KBC Bank Ireland withdrew tracker loans, a boom-time product, from the market in July 2008 as they had become unprofitable because banks’ funding costs fell out of sync with central bank rates and soared in financial markets.
The Central Bank investigation found that KBC Ireland subsequently moved within months to write to tracker customers, seeking to convince them to move onto fixed rates – ensuring that the mortgages would revert to more expensive standard variable loans at the end of the fixed period.
“Once this occurred, KBC could control the interest rate being charged. KBC failed to adequately warn those customers that they would not return to their tracker at the expiry of the fixed-rate period,” the regulator said.
In addition, the bank seized an opportunity in 2008 and 2009 to move tracker borrowers off this cheap product as they sought to enter a period of interest-only payments. Again, the bank failed to warn the customers that they would lose their tracker mortgage as a result.
KBC Ireland initially only admitted that 93 of its customers were affected by the industry-wide scandal, after the Central Bank began an examination into the matter in late 2015. The total number has since increased to more than 3,700 “but only following the sustained challenge and intervention of the Central Bank”, the authority said.
Law changes in 2013 doubled the maximum monetary penalty the regulator can impose on a financial firm for rule breaches, from €5 million to €10 million, or 10 per cent of turnover, and for individuals from €500,000 to €1 million.

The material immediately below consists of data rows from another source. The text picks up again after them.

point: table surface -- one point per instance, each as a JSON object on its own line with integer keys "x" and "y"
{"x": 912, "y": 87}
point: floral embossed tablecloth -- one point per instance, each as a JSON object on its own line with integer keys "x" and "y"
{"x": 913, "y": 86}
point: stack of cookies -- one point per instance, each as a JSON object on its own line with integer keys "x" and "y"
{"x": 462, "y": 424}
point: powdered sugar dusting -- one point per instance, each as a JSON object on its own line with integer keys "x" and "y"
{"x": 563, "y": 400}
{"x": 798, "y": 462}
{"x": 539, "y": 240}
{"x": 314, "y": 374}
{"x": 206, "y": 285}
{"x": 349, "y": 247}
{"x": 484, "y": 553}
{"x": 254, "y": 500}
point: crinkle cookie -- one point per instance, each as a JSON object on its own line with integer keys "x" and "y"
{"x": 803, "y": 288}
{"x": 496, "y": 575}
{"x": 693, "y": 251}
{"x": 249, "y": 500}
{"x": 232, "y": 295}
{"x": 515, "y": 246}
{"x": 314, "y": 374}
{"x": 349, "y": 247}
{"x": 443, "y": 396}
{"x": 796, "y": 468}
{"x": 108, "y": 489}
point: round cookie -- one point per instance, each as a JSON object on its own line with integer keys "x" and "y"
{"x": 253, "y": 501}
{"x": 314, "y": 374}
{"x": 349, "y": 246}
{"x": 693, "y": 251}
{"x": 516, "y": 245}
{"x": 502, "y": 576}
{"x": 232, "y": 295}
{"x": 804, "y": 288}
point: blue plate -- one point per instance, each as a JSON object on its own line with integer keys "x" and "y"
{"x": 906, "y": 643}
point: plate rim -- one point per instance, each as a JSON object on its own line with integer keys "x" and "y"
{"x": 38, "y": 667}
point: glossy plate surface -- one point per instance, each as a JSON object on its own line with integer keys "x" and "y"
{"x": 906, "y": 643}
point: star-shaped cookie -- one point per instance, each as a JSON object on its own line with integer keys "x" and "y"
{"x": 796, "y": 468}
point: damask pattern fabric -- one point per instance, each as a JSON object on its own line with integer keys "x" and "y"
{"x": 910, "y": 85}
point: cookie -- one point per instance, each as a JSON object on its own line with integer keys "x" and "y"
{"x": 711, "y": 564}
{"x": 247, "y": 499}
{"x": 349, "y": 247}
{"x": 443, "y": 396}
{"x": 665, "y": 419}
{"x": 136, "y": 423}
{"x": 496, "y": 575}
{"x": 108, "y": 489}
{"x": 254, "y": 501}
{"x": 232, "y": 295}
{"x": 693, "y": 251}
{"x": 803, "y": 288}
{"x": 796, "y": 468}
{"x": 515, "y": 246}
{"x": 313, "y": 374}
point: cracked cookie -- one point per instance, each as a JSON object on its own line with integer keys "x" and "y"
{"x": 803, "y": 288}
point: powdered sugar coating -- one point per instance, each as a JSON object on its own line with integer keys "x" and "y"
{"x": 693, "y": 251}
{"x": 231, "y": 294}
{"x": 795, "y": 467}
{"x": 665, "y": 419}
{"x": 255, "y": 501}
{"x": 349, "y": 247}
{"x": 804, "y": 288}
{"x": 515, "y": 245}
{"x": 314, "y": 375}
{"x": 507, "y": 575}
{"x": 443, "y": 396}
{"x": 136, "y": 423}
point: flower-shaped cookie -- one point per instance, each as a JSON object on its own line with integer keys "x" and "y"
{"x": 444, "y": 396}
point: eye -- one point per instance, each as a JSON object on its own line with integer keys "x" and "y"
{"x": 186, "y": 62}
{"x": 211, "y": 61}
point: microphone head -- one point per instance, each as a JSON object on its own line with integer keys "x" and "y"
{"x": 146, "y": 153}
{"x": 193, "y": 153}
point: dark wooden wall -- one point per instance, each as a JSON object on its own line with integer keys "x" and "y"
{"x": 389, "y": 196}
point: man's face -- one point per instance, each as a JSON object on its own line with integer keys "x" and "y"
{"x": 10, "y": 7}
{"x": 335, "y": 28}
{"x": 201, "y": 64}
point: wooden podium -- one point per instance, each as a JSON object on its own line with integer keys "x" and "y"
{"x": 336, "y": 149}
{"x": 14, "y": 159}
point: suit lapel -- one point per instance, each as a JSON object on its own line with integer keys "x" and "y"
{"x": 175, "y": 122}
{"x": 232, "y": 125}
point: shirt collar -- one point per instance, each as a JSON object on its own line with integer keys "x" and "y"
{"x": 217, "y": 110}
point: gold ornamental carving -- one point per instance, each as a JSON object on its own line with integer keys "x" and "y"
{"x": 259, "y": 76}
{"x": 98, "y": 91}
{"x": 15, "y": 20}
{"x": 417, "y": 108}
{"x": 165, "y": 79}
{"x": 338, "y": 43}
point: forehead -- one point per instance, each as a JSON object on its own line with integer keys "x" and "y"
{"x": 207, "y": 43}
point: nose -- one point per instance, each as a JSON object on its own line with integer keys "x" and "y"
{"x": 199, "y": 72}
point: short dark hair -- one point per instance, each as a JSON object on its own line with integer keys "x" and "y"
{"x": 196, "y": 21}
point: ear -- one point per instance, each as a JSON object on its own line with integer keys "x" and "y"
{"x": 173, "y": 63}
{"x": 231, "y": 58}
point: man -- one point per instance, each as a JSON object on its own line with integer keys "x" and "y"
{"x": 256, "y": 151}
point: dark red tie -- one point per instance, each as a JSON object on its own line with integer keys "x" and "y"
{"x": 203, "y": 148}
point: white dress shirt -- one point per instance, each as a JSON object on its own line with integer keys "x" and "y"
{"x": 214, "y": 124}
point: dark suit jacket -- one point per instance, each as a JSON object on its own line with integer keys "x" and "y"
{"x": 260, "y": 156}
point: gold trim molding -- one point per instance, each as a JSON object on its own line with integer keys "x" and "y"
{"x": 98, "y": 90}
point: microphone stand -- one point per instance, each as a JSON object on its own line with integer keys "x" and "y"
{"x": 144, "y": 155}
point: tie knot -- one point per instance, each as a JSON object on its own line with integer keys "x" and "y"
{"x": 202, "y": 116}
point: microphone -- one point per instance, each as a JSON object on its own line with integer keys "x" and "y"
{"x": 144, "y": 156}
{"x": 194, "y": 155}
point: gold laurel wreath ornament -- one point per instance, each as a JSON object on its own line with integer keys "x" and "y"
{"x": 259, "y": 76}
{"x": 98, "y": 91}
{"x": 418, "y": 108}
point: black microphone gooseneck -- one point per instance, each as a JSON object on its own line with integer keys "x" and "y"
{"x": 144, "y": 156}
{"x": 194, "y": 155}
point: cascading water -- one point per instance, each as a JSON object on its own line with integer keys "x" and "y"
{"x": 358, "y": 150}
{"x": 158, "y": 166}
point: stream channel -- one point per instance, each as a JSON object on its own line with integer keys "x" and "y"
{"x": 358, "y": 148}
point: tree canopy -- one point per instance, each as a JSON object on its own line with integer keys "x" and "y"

The KBC Ireland fine covers rule breaches that occurred both before and after the 2013 change.
KBC Ireland grew out of KBC's 1978 purchase of Irish Intercontinental Bank (IIB) and went on to build up a 10 per cent share in the mortgage market before the 2008 property crash.
The Irish unit received a €1.4 billion bailout from its parent during the financial crisis. KBC Group recommitted to the Irish market in early 2017 after carrying out a review of the future of the local division.
A spokesman for the Department of Finance said the tracker issue “is a matter of serious concern, and it will take considerable time and effort to restore this broken trust in the banks”.